Para a prevenção, é essencial apostar na educação, sobretudo das crianças, defendeu Mahara Damasceno, do coletivo Safo, uma associação lésbica que se juntou à organização da Marcha pelo Fim da Violência Contra as Mulheres.

A ativista disse à Lusa que é preciso quebrar o ensino de modelos de género que ainda pretendem fazer dos homens “o caçador” e das mulheres “a caça”, salientando que a diferença exacerbada de género e a violência levam “à destruição de muitas vidas”.

Para Mahara Damasceno, a realização da marcha continua a justificar-se enquanto houver sofrimento das mulheres: “A nossa realidade, historicamente, é a dor”.

João Pedro Melão não é um estreante na marcha do 25 de Novembro. À Lusa, contou que desde que é maior de idade e vive em Lisboa que participa sempre.

Este ano foi na companhia da namorada, mas desde sempre participou a sentir-se “um homem sozinho” na luta feminista.

Na sua própria geração encontra ainda muito desinteresse e muita falta de informação sobre a temática, algo que entende que pode ser explicado também com o contexto social e familiar de cada um e da influência que este tem na formatação do pensamento.

Disse que tem assistido ao crescimento da marcha de ano para ano na rua, mas sobre o interesse da sociedade no tema não tem dúvidas: “Ainda estamos muito verdinhos nestas matérias”.

A concentração marcada para as 18 horas só se transformou em marcha 50 minutos depois, quando centenas de pessoas arrancaram ao som do já habitual coletivo feminino de percussão e de gritos de “Deixem passar, deixem passar, sou feminista e o mundo eu vou mudar”.

Bandeiras LGBTI+ e muitos cartazes com palavras de ordem como “Queremos viver, não sobreviver” ou “Na violência contra a mulher mete-se a colher” davam cor ao desfile de centenas de pessoas que na frente, ao megafone, tinha Dejanira Vidal, da organização da marcha e do coletivo “Por Todas Nós”.

Momentos antes, em declarações à Lusa, considerou “preocupantes e absolutamente assustadores” os números da femicídios e violência de género no país, numa altura em que os dados oficiais apontam para 25 mulheres assassinadas só este ano.

Dejanira Vidal apontou o dedo ao desinvestimento em políticas públicas e à ausência de medidas concretas que contribuam para combater esta realidade, apelando também ao Governo, aos partidos políticos e ao parlamento que ouçam os coletivos feministas e as medidas concretas que têm para propor.

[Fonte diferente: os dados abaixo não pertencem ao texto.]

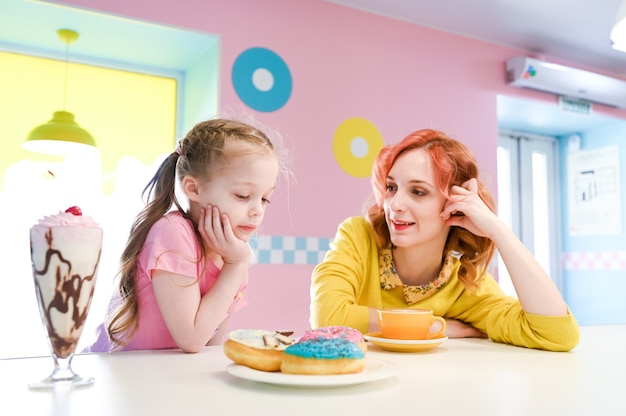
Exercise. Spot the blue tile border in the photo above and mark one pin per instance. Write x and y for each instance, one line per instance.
(289, 250)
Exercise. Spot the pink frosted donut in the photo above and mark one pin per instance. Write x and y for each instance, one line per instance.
(334, 332)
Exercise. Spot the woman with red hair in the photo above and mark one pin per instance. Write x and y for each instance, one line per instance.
(426, 243)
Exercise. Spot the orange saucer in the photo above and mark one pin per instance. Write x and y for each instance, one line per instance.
(403, 345)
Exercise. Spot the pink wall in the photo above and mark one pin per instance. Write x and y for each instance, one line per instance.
(344, 63)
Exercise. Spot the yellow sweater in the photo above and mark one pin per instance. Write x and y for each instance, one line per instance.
(347, 283)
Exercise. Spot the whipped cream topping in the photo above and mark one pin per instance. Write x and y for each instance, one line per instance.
(66, 219)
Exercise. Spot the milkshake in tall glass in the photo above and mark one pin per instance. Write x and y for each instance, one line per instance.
(65, 252)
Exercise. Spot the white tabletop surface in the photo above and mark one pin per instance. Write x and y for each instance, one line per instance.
(459, 377)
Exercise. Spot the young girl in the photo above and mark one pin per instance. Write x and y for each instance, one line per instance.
(184, 272)
(426, 243)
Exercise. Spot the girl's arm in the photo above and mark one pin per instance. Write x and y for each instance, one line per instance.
(191, 319)
(536, 291)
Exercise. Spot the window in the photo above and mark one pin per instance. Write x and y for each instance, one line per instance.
(528, 199)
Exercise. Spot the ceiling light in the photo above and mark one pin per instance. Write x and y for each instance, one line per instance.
(61, 135)
(618, 33)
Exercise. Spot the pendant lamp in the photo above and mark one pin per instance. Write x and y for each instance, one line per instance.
(618, 33)
(61, 135)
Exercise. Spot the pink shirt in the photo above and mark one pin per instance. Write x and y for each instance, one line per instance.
(172, 246)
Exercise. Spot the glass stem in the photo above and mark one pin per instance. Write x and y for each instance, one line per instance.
(62, 369)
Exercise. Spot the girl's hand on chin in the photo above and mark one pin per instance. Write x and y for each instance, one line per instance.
(217, 233)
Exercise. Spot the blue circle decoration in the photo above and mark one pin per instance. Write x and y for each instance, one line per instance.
(261, 79)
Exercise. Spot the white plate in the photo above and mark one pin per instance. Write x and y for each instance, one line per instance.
(374, 370)
(403, 345)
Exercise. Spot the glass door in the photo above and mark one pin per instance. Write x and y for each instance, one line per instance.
(528, 199)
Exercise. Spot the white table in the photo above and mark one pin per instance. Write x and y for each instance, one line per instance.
(460, 377)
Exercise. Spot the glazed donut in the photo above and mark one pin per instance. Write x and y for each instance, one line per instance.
(334, 332)
(257, 348)
(323, 356)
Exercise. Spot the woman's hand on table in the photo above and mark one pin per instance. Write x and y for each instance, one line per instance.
(460, 329)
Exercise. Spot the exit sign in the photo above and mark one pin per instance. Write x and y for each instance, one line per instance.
(575, 105)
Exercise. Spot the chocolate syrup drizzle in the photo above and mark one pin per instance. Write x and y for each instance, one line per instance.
(68, 289)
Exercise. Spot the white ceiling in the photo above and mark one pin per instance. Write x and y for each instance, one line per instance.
(572, 30)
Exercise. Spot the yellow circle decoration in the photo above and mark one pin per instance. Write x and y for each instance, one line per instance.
(356, 143)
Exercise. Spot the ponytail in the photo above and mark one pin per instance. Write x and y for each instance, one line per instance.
(160, 196)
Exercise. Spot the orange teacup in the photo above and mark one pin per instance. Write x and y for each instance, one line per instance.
(415, 324)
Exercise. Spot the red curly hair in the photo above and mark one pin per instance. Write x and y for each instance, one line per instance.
(453, 164)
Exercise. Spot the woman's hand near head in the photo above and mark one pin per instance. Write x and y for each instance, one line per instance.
(535, 290)
(217, 233)
(464, 208)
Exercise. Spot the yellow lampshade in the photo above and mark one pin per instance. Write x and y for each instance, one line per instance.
(60, 136)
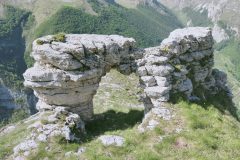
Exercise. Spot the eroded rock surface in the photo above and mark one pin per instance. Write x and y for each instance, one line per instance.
(67, 74)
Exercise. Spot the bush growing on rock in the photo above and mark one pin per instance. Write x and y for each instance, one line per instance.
(60, 37)
(40, 42)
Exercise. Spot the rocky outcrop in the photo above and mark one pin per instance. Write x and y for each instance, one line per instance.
(67, 72)
(6, 97)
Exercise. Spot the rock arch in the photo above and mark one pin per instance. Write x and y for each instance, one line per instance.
(68, 73)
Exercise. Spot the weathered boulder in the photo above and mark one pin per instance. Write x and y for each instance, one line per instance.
(67, 74)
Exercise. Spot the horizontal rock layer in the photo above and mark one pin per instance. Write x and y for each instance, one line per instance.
(68, 73)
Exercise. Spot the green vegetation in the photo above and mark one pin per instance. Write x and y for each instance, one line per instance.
(40, 42)
(12, 116)
(197, 18)
(207, 133)
(14, 17)
(146, 25)
(60, 37)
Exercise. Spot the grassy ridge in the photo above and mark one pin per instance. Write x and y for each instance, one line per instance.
(146, 25)
(205, 132)
(13, 17)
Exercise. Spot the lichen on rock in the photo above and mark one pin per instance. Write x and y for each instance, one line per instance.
(67, 73)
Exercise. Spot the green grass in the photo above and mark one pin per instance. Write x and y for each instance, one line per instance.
(207, 132)
(10, 140)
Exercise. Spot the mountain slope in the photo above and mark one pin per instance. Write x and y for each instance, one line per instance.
(195, 131)
(223, 17)
(147, 24)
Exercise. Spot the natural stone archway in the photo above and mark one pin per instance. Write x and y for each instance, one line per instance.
(68, 73)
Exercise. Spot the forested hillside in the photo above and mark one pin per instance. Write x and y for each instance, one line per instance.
(25, 21)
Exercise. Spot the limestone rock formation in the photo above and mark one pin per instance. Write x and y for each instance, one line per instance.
(67, 74)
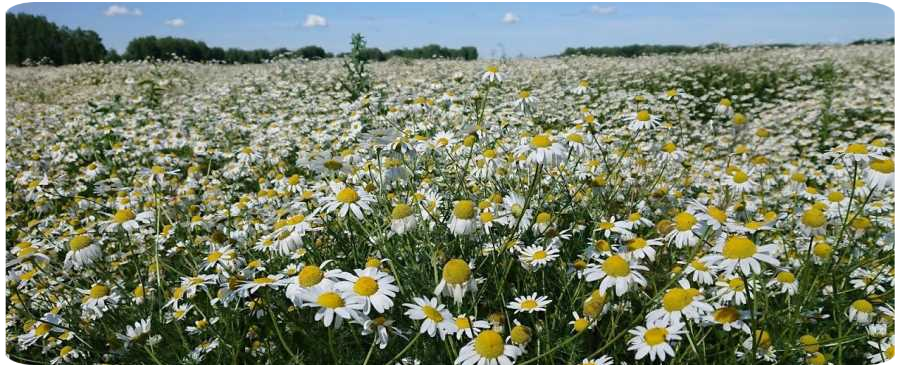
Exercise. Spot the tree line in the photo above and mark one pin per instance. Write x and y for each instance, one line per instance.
(25, 37)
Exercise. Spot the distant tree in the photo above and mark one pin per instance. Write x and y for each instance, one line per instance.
(28, 37)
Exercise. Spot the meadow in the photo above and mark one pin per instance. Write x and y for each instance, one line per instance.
(727, 209)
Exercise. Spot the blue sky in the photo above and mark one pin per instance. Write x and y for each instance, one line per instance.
(529, 28)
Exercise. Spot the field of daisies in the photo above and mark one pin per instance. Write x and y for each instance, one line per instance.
(731, 209)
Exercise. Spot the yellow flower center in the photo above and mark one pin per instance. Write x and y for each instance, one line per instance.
(643, 115)
(543, 218)
(655, 336)
(330, 300)
(263, 280)
(669, 147)
(738, 247)
(365, 286)
(813, 218)
(636, 243)
(785, 277)
(685, 221)
(462, 323)
(520, 334)
(616, 266)
(401, 211)
(489, 344)
(310, 276)
(893, 353)
(726, 315)
(99, 291)
(79, 242)
(736, 284)
(885, 166)
(432, 313)
(857, 149)
(541, 141)
(863, 305)
(529, 304)
(464, 209)
(123, 215)
(676, 299)
(810, 343)
(347, 195)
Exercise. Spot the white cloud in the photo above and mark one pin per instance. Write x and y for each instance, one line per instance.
(315, 20)
(510, 18)
(602, 10)
(116, 10)
(175, 22)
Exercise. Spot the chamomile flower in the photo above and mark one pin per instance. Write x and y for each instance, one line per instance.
(537, 256)
(882, 174)
(616, 271)
(83, 251)
(370, 286)
(436, 319)
(603, 362)
(739, 252)
(682, 234)
(456, 280)
(542, 149)
(487, 350)
(529, 304)
(347, 199)
(333, 307)
(463, 220)
(653, 340)
(641, 120)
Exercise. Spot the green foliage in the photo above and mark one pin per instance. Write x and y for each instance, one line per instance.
(25, 37)
(357, 81)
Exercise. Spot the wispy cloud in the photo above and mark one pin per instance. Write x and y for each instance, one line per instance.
(117, 10)
(315, 20)
(175, 22)
(602, 10)
(510, 18)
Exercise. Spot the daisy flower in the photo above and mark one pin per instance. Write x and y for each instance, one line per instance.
(491, 74)
(738, 251)
(883, 174)
(603, 362)
(529, 304)
(83, 251)
(683, 233)
(332, 306)
(861, 311)
(370, 287)
(250, 287)
(542, 149)
(653, 340)
(346, 199)
(456, 280)
(463, 221)
(487, 350)
(537, 256)
(616, 271)
(435, 317)
(641, 120)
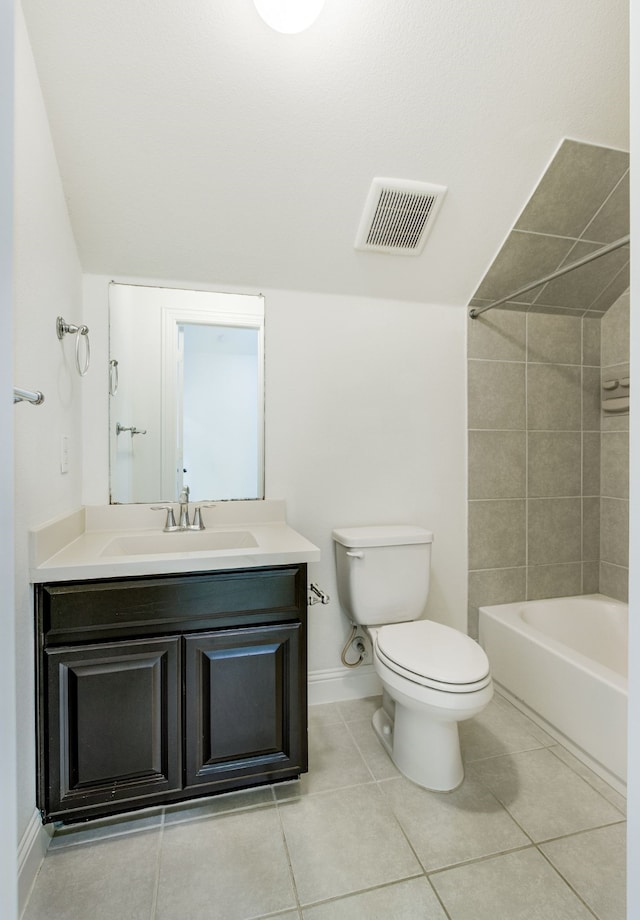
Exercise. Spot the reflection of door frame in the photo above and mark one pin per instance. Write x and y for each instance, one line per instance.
(170, 432)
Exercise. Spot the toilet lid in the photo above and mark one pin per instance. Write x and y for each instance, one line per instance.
(433, 651)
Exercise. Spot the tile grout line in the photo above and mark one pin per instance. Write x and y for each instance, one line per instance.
(568, 883)
(285, 843)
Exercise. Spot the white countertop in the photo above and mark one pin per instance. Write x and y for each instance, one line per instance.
(76, 546)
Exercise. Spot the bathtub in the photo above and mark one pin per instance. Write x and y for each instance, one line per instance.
(563, 661)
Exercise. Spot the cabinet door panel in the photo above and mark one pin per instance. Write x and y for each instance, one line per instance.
(244, 712)
(114, 721)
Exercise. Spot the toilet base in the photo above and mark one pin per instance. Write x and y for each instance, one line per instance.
(426, 751)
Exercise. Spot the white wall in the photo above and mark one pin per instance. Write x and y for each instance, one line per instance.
(8, 742)
(365, 423)
(633, 803)
(47, 282)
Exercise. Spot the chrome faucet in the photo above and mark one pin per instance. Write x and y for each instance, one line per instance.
(184, 522)
(184, 509)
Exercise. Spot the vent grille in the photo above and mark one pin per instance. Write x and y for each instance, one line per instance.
(398, 216)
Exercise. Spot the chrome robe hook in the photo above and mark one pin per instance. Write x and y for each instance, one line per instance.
(63, 328)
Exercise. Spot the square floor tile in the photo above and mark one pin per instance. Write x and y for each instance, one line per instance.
(344, 841)
(226, 868)
(410, 900)
(499, 729)
(376, 758)
(323, 714)
(334, 762)
(594, 864)
(543, 795)
(517, 886)
(101, 880)
(609, 793)
(355, 710)
(448, 828)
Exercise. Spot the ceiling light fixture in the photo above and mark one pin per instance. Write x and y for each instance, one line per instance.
(289, 16)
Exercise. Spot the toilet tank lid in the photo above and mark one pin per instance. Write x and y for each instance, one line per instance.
(382, 535)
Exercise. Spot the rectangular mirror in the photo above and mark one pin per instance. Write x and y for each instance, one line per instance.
(186, 394)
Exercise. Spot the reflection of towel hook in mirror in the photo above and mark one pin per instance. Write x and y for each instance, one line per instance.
(113, 377)
(120, 428)
(62, 328)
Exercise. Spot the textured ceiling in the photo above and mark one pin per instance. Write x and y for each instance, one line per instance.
(195, 144)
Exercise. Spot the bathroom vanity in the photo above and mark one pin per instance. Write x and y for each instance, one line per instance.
(158, 686)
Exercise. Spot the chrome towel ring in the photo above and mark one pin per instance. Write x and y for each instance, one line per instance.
(62, 328)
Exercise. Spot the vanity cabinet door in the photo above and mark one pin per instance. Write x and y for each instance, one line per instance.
(245, 712)
(112, 724)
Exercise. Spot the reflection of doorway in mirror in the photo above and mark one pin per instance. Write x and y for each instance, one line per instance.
(191, 374)
(217, 373)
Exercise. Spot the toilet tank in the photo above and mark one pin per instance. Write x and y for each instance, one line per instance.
(383, 572)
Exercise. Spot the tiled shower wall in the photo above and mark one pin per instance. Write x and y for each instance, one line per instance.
(535, 447)
(614, 523)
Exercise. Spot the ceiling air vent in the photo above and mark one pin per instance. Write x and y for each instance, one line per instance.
(398, 216)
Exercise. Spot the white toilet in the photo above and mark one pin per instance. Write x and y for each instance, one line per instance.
(432, 676)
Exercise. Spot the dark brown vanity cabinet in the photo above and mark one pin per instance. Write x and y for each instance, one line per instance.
(157, 689)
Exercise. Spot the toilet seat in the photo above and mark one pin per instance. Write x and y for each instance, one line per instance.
(433, 655)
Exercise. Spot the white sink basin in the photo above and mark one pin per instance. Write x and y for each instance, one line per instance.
(184, 541)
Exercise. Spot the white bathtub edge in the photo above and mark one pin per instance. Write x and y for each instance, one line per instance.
(595, 766)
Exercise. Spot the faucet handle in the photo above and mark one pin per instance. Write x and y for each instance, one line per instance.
(170, 523)
(198, 523)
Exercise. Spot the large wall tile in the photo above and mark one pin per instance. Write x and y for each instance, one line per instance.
(578, 180)
(496, 394)
(498, 335)
(554, 530)
(591, 342)
(497, 464)
(554, 397)
(553, 339)
(614, 531)
(554, 580)
(496, 534)
(524, 258)
(554, 463)
(615, 332)
(591, 399)
(591, 529)
(591, 462)
(615, 464)
(494, 586)
(614, 581)
(612, 220)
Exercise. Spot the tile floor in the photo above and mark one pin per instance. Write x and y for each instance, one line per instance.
(530, 835)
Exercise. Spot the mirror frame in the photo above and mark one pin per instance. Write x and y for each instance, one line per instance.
(206, 308)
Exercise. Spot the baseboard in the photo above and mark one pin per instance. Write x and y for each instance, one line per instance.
(31, 851)
(336, 684)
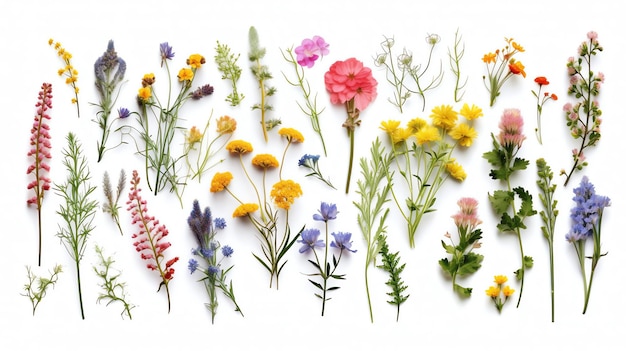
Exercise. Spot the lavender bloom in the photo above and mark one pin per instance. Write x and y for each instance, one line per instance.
(327, 212)
(166, 52)
(193, 265)
(309, 240)
(342, 241)
(227, 251)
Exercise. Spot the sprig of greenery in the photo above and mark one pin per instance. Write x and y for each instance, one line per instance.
(37, 287)
(113, 289)
(111, 206)
(391, 264)
(79, 209)
(372, 215)
(455, 57)
(227, 64)
(548, 214)
(262, 74)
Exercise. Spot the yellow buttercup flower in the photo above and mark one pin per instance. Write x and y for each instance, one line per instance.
(455, 170)
(471, 113)
(285, 192)
(500, 279)
(245, 209)
(464, 134)
(196, 60)
(265, 161)
(427, 134)
(220, 181)
(239, 147)
(185, 74)
(291, 134)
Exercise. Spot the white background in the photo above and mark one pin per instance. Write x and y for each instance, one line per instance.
(433, 317)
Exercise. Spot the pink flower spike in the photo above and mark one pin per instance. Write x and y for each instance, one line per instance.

O Observatório das Mulheres Assassinadas (OMA) da União de Mulheres Alternativa e Resposta (UMAR) contabilizou 25 mulheres assassinadas em Portugal entre o início do ano e 15 de novembro, das quais 20 femicídios (homicídios em que existe violência de género).

Entre esses 20 femicídios, 16 foram cometidos em relações de intimidade, três em contexto familiar não íntimo e um em contexto de violência sexual, disse o OMA na semana passada.

Segundo dados da Polícia Judiciária esta segunda-feira divulgados, entre janeiro e setembro deste ano 344 mulheres foram violadas em Portugal.